# NVIDIA driver update causes black screen



## BMW rulez (Jun 27, 2008)

2 days ago I downloaded and installed the update for my graphics card: *NVIDIA GEFORCE GT 425M (CUDA 1GB)* and it has caused lots of problems.

When I go onto YouTube and try to watch a video, my screen will go black for 2 or 3 seconds and go back on. I get a dialogue box on my taskbar. I have attached it as an image to make it easier.

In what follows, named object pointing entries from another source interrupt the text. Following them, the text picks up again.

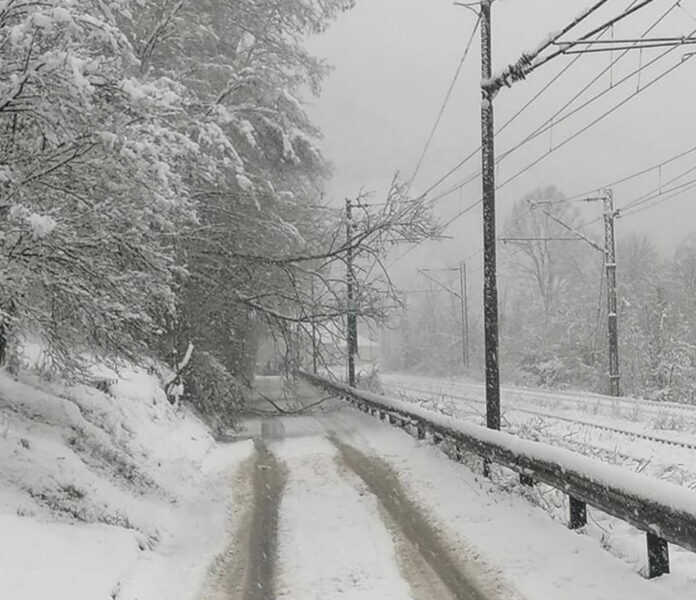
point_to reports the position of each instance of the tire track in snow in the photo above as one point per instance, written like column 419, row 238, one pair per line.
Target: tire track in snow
column 408, row 518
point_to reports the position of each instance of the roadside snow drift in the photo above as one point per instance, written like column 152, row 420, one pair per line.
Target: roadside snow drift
column 114, row 495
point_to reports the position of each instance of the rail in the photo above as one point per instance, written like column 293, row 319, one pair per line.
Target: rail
column 664, row 511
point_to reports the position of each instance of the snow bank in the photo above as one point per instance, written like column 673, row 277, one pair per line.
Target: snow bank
column 108, row 495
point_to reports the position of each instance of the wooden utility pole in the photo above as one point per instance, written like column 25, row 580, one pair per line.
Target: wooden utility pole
column 490, row 286
column 351, row 319
column 315, row 345
column 464, row 302
column 610, row 264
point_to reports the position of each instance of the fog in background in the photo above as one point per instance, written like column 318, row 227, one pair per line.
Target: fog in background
column 393, row 61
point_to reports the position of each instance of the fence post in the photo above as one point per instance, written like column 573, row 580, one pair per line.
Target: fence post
column 658, row 556
column 578, row 513
column 526, row 480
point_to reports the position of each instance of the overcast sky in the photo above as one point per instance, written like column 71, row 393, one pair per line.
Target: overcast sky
column 393, row 61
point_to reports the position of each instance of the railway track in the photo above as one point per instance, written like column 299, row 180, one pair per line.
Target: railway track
column 573, row 397
column 544, row 415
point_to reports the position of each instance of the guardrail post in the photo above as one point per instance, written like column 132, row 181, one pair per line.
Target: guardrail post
column 658, row 556
column 526, row 480
column 578, row 513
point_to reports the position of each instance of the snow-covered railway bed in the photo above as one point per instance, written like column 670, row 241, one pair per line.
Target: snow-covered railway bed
column 667, row 423
column 632, row 432
column 662, row 415
column 666, row 459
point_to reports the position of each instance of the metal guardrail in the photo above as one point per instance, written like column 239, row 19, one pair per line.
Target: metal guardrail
column 666, row 512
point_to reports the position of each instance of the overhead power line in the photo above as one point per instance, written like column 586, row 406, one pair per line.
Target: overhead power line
column 634, row 175
column 558, row 117
column 446, row 100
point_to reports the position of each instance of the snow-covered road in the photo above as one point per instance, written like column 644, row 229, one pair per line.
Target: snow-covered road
column 347, row 507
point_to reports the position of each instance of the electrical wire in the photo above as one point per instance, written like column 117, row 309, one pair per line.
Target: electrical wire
column 632, row 175
column 554, row 120
column 445, row 102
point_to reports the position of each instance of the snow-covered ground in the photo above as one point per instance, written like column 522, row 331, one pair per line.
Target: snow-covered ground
column 113, row 495
column 585, row 423
column 570, row 420
column 501, row 528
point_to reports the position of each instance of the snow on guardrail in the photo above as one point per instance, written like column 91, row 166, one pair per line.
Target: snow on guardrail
column 665, row 511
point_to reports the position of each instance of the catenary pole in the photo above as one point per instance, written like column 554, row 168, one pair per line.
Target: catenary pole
column 351, row 320
column 464, row 301
column 610, row 264
column 490, row 289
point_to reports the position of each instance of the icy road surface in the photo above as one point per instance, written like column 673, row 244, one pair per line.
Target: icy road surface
column 345, row 507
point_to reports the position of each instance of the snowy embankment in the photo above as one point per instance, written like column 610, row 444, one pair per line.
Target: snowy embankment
column 113, row 495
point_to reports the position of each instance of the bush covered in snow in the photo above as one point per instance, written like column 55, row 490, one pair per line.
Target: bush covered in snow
column 213, row 391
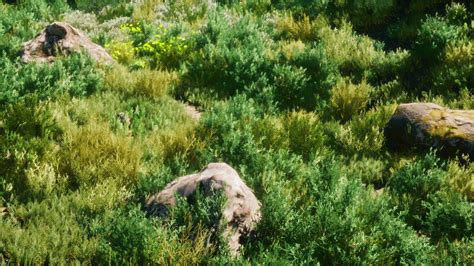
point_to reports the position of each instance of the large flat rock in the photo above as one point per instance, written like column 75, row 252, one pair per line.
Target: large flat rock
column 241, row 211
column 59, row 39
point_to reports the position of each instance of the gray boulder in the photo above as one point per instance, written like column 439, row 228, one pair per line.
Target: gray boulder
column 241, row 211
column 60, row 38
column 429, row 125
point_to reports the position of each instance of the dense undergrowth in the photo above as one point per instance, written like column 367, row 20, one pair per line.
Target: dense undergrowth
column 294, row 94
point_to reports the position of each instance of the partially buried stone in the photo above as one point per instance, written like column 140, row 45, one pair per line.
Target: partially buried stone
column 241, row 211
column 60, row 38
column 429, row 125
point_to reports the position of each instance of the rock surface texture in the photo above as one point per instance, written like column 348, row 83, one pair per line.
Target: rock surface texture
column 61, row 39
column 430, row 125
column 241, row 211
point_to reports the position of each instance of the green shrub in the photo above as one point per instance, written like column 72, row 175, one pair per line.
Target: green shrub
column 157, row 45
column 75, row 75
column 230, row 58
column 364, row 133
column 92, row 153
column 29, row 134
column 304, row 133
column 448, row 216
column 124, row 236
column 44, row 232
column 153, row 84
column 348, row 99
column 322, row 75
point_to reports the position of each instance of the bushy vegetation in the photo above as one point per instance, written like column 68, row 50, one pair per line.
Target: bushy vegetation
column 294, row 95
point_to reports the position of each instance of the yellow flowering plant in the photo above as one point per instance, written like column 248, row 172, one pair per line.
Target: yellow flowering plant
column 158, row 46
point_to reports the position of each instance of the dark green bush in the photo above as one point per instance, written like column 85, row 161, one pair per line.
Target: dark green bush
column 124, row 236
column 75, row 75
column 449, row 216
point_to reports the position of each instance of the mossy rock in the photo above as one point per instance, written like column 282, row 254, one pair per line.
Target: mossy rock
column 424, row 125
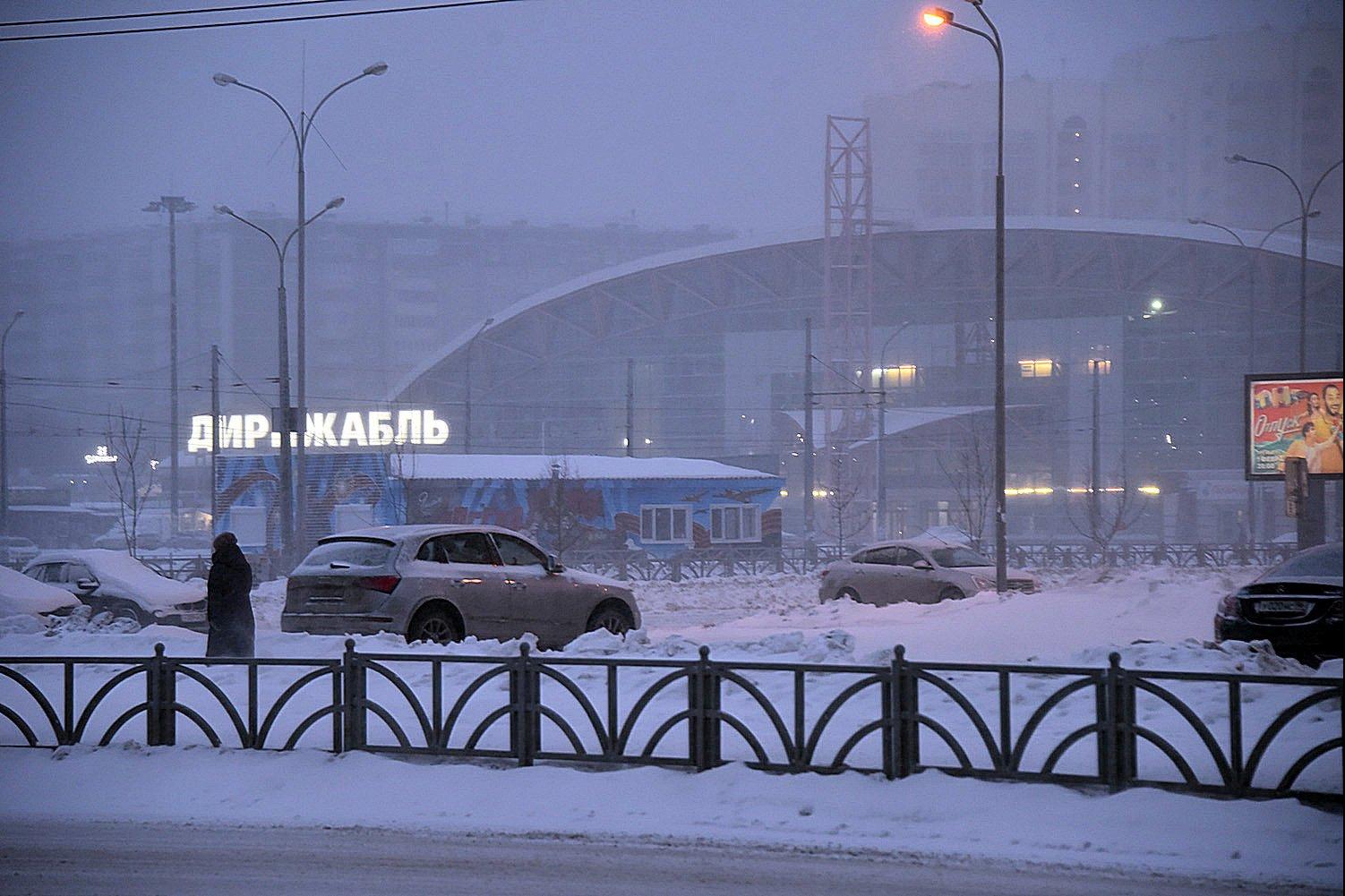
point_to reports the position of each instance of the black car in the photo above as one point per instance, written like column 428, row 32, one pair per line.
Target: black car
column 1296, row 607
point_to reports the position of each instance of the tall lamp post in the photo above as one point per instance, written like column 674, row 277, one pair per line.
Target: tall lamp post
column 4, row 428
column 883, row 406
column 1251, row 329
column 174, row 206
column 1312, row 518
column 300, row 132
column 937, row 18
column 467, row 388
column 286, row 422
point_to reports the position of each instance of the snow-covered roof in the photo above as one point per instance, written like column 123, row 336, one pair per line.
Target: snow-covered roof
column 1326, row 252
column 576, row 467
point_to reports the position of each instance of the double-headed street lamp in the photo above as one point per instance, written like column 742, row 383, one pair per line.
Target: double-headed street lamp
column 286, row 424
column 174, row 206
column 937, row 18
column 300, row 132
column 4, row 428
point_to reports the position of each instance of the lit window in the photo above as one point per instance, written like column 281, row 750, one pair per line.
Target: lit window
column 734, row 524
column 1037, row 368
column 664, row 525
column 899, row 376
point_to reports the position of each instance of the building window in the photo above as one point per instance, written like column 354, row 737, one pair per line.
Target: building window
column 664, row 525
column 1036, row 368
column 736, row 524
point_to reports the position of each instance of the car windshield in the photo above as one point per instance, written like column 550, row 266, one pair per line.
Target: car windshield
column 959, row 557
column 1321, row 563
column 350, row 551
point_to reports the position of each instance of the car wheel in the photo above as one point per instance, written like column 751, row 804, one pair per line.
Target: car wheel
column 613, row 618
column 434, row 625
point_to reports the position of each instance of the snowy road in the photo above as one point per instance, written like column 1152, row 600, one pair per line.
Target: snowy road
column 72, row 860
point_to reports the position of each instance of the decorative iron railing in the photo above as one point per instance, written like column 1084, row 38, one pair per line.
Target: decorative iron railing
column 1234, row 735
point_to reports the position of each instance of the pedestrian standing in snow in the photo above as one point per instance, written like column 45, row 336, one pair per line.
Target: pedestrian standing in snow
column 229, row 602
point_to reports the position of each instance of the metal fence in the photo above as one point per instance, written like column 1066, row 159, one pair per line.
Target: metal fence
column 1109, row 727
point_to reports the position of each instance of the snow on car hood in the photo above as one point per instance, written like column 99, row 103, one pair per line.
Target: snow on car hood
column 23, row 596
column 120, row 574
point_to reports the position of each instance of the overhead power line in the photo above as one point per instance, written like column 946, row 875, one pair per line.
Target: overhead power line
column 197, row 26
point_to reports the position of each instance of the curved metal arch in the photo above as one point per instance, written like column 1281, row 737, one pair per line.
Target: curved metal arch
column 450, row 719
column 125, row 674
column 645, row 701
column 947, row 738
column 43, row 704
column 972, row 713
column 21, row 724
column 413, row 701
column 785, row 741
column 1306, row 759
column 825, row 719
column 586, row 704
column 307, row 678
column 393, row 725
column 1202, row 730
column 1280, row 722
column 217, row 692
column 1040, row 713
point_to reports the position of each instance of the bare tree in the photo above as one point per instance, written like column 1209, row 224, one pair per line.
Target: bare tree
column 129, row 475
column 969, row 467
column 1107, row 511
column 557, row 516
column 846, row 516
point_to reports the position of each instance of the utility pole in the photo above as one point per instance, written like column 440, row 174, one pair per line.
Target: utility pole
column 4, row 430
column 809, row 473
column 214, row 439
column 630, row 406
column 174, row 206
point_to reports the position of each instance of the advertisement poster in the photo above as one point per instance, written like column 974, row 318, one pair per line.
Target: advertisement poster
column 1294, row 416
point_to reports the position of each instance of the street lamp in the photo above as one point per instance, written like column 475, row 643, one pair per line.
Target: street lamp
column 467, row 388
column 300, row 132
column 938, row 18
column 4, row 430
column 174, row 206
column 883, row 406
column 287, row 483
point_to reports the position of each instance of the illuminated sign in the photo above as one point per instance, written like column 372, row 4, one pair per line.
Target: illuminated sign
column 326, row 430
column 1293, row 416
column 101, row 457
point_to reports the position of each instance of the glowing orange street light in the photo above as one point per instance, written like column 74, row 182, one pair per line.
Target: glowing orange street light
column 937, row 16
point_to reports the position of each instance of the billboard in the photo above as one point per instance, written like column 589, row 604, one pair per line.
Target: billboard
column 1293, row 416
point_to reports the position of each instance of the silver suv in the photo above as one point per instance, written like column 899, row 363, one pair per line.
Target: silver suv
column 444, row 583
column 921, row 572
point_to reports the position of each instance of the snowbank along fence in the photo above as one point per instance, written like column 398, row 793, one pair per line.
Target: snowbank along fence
column 1232, row 735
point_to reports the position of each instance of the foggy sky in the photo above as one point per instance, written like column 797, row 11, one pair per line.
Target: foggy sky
column 707, row 112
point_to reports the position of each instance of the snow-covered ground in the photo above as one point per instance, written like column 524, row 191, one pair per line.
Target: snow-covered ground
column 1157, row 619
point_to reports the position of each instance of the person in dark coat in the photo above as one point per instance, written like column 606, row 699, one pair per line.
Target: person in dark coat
column 229, row 602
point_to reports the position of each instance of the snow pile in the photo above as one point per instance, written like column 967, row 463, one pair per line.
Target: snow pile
column 931, row 815
column 23, row 596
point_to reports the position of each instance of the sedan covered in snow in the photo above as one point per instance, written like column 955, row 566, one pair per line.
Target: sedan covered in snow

Thanks TSF staff, you've helped me a lot in the past and I am very grateful :thumb:

P.S. I wasn't sure if this was in the correct forum, so it can be moved if need be.


----------



## joeten (Dec 4, 2008)

Did you try rolling back to the previous driver I 'am guessing that worked without issue


----------



## BMW rulez (Jun 27, 2008)

I tried but I'm still getting problems.


----------



## Amd_Man (Jan 27, 2009)

Uninstall the card from device manager and the software from Programs and features and reboot. Windows should find it and reinstall the drivers.


----------



## BMW rulez (Jun 27, 2008)

Amd_Man said:


> Uninstall the card from device manager and the software from Programs and features and reboot. Windows should find it and reinstall the drivers.


I have lots of different programs in my Programs and Features menu.


----------



## Amd_Man (Jan 27, 2009)

Wow Nvidia sure installs lots of crapware! Just try the driver then and let it reinstall.


----------



## BMW rulez (Jun 27, 2008)

It came with my Asus, and you wouldn't believe the amount of bloatware the laptop came with. Ridiculous.

I uninstalled the NVIDIA driver via the device manager, and it just finished installing it (and I restarted my PC again).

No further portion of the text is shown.